As explained in other tutorials, we can display medkit entities using displacy, a visualizer developed by Spacy. You can use the medkit_doc_to_displacy() function to format medkit entities.

from medkit.text.spacy.displacy_utils import medkit_doc_to_displacy

# getting entities in displacy format (default config) 
entities_data = medkit_doc_to_displacy(medkit_doc)
displacy.render(entities_data, style="ent",manual=True)
Parcours patient:
Marie PER habite à Brest LOC . Elle a été transférée.

Convert TextDocuments to SpacyDocs#

Similarly it is possible to convert a list of TextDocument to Spacy using SpacyOutputConverter.

You will need to provide an nlp object that tokenizes and generates the document with the raw text as reference. By default, it converts all medkit annotations and attributes to Spacy, but you can use anns_labels and attrs parameters to specify which items should be converted.

from medkit.io.spacy import SpacyOutputConverter

# define Output Converter with default params
spacy_output_converter = SpacyOutputConverter(nlp=nlp)

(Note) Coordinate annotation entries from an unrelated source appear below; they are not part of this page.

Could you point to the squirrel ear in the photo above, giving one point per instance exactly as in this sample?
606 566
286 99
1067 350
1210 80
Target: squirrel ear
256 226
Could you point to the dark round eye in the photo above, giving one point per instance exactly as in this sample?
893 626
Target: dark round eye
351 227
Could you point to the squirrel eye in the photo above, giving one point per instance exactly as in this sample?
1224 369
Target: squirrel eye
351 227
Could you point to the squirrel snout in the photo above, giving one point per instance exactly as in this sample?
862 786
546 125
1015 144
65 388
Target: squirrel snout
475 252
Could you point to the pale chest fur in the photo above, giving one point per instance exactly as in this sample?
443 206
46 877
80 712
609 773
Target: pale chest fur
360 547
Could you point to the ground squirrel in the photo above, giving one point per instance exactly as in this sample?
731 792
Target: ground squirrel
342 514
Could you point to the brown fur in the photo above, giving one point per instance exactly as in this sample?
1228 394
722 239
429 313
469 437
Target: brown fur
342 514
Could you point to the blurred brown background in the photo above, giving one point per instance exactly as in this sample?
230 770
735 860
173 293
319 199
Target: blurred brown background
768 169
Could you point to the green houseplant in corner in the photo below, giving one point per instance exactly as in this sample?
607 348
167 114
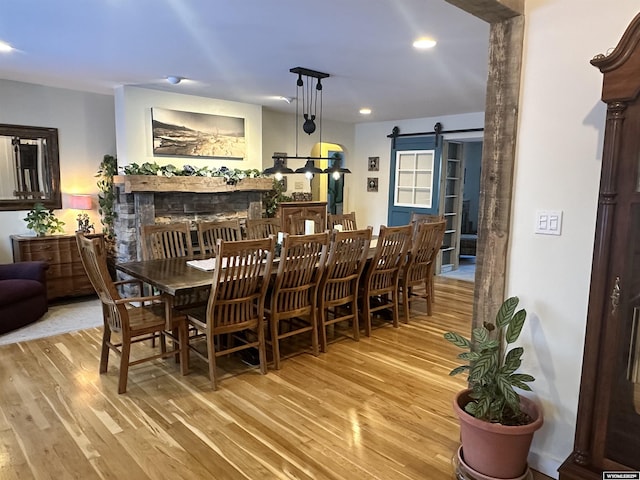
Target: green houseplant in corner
496 424
107 207
43 221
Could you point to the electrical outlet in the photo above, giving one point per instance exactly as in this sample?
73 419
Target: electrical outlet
548 222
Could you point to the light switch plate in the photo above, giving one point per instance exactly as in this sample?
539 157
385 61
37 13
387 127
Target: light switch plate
548 222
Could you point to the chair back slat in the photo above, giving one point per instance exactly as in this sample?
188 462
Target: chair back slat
94 259
347 220
419 268
297 223
263 227
425 247
240 281
166 241
345 263
210 232
301 264
383 273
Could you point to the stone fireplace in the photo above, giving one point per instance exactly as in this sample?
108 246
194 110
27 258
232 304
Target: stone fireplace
146 200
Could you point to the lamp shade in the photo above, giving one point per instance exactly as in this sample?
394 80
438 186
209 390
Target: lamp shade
81 202
278 167
309 167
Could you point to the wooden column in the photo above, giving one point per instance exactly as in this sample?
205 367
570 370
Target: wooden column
498 153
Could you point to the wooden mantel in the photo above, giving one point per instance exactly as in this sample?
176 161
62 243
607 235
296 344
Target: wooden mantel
151 183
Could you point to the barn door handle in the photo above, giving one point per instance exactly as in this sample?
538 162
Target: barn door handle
633 366
615 296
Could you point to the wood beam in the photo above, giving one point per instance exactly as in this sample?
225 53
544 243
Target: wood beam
491 11
498 158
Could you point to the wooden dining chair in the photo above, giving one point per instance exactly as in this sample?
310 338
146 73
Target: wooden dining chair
347 220
166 240
338 288
210 232
134 319
263 227
293 297
418 270
171 240
297 223
236 302
379 290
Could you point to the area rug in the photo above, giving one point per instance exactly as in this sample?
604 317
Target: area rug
466 270
62 317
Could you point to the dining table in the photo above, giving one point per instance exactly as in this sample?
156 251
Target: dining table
173 277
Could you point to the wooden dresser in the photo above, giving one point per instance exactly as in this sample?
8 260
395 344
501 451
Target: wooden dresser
65 276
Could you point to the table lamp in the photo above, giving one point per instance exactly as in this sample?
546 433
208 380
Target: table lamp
82 202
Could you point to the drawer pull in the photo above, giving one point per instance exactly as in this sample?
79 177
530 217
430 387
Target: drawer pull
615 296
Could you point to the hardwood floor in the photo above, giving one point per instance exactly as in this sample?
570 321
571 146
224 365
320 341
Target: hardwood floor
375 409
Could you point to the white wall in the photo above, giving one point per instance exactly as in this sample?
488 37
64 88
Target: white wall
86 132
558 159
134 133
372 141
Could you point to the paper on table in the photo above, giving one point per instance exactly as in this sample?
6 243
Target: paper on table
207 265
309 227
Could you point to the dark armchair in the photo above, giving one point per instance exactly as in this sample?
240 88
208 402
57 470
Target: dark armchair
23 294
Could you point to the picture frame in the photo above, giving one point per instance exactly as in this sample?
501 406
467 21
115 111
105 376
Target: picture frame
191 134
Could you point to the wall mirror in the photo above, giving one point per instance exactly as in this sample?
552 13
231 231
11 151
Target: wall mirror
29 167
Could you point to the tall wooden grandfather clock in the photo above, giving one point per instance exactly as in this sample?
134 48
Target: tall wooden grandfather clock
608 423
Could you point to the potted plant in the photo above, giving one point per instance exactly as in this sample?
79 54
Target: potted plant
496 424
107 207
43 221
272 198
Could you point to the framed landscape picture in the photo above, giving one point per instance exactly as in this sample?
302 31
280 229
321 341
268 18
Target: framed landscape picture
190 134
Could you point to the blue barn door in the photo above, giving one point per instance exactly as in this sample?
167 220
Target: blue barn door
414 178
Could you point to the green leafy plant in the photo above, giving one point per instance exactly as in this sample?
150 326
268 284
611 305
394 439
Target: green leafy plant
492 367
107 196
43 221
273 197
231 176
107 203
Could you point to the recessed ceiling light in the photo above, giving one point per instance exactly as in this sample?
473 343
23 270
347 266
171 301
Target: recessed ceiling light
424 43
5 47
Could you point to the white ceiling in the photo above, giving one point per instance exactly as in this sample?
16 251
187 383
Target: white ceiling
242 50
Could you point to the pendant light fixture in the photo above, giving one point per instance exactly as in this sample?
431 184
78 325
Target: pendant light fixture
279 168
309 107
336 169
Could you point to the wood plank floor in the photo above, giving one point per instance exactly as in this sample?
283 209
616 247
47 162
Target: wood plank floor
375 409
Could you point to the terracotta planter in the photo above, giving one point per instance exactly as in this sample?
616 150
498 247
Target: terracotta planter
493 449
464 471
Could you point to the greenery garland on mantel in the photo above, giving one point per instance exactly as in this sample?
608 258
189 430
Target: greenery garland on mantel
231 176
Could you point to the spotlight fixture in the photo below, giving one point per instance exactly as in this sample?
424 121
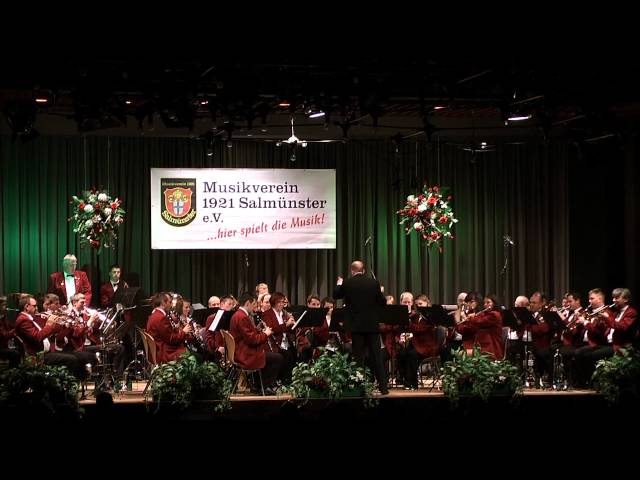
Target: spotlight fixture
21 117
519 117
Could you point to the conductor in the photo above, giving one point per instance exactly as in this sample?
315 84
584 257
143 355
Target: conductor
363 306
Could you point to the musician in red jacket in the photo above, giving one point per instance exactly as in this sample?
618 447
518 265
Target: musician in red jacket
281 341
624 325
7 333
107 290
213 337
37 334
70 281
596 329
170 339
250 351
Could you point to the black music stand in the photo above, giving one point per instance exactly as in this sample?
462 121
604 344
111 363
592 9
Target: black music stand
225 321
554 321
310 317
140 314
436 315
201 313
523 317
126 296
395 315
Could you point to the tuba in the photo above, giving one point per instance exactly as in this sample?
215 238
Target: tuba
108 326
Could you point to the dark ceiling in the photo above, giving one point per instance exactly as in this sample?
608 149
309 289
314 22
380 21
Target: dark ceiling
427 98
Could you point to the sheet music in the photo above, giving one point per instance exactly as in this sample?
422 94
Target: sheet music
216 320
295 325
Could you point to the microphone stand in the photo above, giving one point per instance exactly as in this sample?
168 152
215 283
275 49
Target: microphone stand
369 242
505 267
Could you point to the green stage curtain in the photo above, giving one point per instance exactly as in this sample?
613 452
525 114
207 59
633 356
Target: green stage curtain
520 190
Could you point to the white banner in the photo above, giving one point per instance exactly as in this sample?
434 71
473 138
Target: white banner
242 208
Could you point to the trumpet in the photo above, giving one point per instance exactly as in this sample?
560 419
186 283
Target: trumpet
261 326
588 316
466 314
59 317
97 313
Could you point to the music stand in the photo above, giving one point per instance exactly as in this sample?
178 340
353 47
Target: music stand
140 314
310 317
524 316
436 315
125 296
395 315
554 320
201 313
225 321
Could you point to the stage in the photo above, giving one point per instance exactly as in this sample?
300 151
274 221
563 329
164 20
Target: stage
400 407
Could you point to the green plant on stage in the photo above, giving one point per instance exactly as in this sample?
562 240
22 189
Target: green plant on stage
35 384
179 382
618 375
332 375
478 375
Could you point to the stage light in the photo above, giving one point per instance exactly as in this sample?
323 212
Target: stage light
21 117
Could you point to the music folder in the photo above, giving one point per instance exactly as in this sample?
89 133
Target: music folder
436 315
554 320
222 320
311 317
510 317
125 296
337 320
201 313
394 315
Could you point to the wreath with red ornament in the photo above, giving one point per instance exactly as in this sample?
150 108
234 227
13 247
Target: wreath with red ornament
430 214
96 218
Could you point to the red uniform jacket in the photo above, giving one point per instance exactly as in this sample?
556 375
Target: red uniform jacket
424 338
169 340
573 335
6 332
214 339
540 332
625 329
58 286
250 343
597 329
279 330
31 335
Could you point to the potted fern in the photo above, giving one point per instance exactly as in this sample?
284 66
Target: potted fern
34 385
478 375
618 377
180 382
333 376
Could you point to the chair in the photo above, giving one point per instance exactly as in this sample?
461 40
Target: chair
430 367
149 345
230 349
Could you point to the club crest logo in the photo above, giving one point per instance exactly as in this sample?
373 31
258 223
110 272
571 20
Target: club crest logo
179 200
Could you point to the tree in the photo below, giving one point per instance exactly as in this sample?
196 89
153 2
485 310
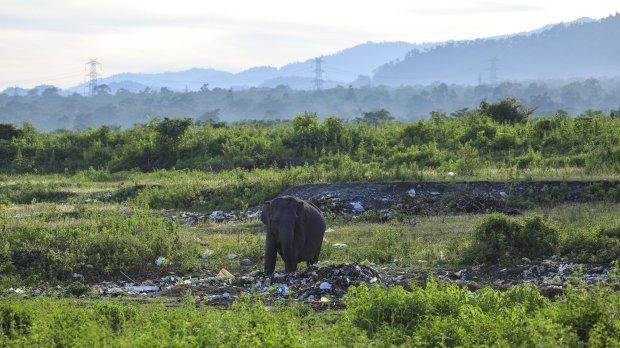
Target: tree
508 110
8 131
169 134
375 118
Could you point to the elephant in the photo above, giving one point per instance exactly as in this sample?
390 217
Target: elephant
295 230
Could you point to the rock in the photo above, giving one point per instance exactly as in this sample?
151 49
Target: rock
217 215
224 274
357 207
142 288
160 261
206 255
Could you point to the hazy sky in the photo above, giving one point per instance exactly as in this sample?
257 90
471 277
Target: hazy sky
50 40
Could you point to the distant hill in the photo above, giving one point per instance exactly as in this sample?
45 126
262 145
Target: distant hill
581 49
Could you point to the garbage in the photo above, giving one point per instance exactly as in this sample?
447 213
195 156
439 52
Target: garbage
161 261
142 288
325 286
207 254
224 274
217 215
282 290
357 207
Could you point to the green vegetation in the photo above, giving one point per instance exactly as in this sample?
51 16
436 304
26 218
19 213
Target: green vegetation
437 315
45 243
468 144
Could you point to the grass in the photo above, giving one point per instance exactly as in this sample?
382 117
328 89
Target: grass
437 315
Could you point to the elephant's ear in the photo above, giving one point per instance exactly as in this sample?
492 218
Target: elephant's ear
264 216
300 209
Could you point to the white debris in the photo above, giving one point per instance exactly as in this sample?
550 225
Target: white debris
142 288
160 261
358 207
217 215
325 286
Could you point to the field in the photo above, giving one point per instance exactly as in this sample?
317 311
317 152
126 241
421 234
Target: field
519 245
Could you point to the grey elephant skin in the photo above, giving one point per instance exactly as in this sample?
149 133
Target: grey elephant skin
295 230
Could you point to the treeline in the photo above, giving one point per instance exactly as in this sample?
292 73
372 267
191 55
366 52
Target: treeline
48 110
496 135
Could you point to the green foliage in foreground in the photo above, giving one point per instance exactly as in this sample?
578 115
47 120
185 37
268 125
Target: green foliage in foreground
498 136
500 238
52 247
436 315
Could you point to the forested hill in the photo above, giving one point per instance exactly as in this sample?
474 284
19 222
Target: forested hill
564 51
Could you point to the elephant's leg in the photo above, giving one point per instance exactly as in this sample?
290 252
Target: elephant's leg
270 253
290 266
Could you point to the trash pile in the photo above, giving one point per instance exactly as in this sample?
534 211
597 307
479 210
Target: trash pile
550 276
324 287
319 286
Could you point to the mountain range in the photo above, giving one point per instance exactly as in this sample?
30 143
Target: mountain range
581 48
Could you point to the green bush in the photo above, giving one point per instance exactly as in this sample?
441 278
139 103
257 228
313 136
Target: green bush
500 238
599 244
109 241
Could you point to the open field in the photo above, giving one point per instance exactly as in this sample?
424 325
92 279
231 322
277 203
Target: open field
458 231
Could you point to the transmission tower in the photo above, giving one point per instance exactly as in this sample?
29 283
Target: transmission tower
91 73
318 73
493 71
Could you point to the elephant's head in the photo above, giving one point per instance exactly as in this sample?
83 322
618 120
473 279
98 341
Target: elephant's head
281 214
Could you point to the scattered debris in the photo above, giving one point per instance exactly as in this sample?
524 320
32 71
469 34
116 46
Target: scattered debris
161 261
357 207
224 274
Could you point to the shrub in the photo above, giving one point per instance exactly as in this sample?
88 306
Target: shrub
508 110
599 244
500 238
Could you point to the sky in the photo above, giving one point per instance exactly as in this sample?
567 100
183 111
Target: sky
49 41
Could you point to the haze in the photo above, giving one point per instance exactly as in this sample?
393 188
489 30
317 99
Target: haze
49 41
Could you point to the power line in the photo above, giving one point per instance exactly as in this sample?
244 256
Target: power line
493 71
318 73
91 67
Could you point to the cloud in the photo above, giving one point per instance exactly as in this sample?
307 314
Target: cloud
477 7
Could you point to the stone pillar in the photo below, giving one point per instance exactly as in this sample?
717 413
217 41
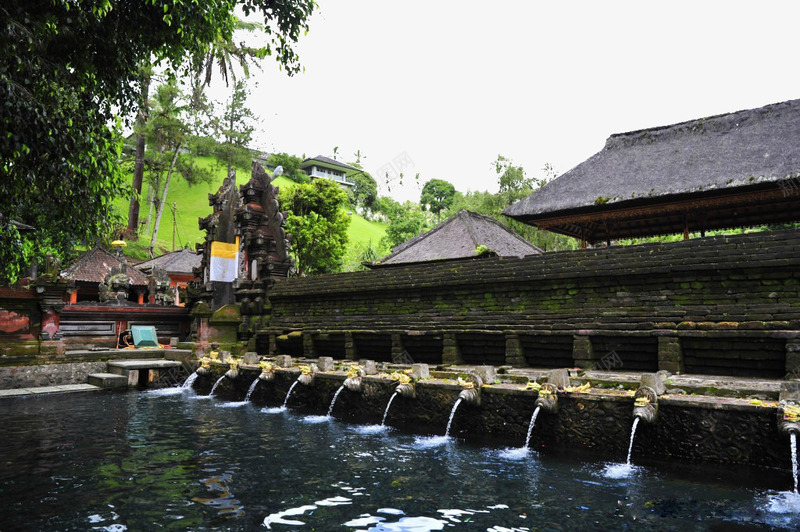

# Convert a list of TextDocument 

spacy_docs = spacy_output_converter.convert([medkit_doc])
spacy_doc = spacy_docs[0]

# Explore new spacy doc
print("Text of spacy doc from TextDocument:\n",spacy_doc.text)
Text of spacy doc from TextDocument:
 Parcours patient:
Marie habite à Brest. Elle a été transférée.

Description of the resulting Spacy document


  • Entities imported from medkit


displacy.render(spacy_doc, style="ent")
Parcours patient:
Marie PER habite à Brest LOC . Elle a été transférée.

  • Spans imported from medkit


displacy.render(spacy_doc, style="span",options={"spans_key": "SECTION"})
Parcours header patient : Marie habite à Brest . Elle a été transférée .

What about ‘LOC’ entity?

entity = [e for e in spacy_doc.ents if e.label_ == 'LOC'][0]
attribute = entity._.get('country')
print(f"Entity label={entity.label_}. Entity text={entity.text}")
print("Attribute imported from medkit")
print(f"The attr `country` was imported? : {attribute is not None}, value={entity._.get('country')}")
Entity label=LOC. Entity text=Brest
Attribute imported from medkit
The attr `country` was imported? : True, value=France

See also

cf. Spacy IO module.

Medkit has more components related to spacy, you may see Spacy text module.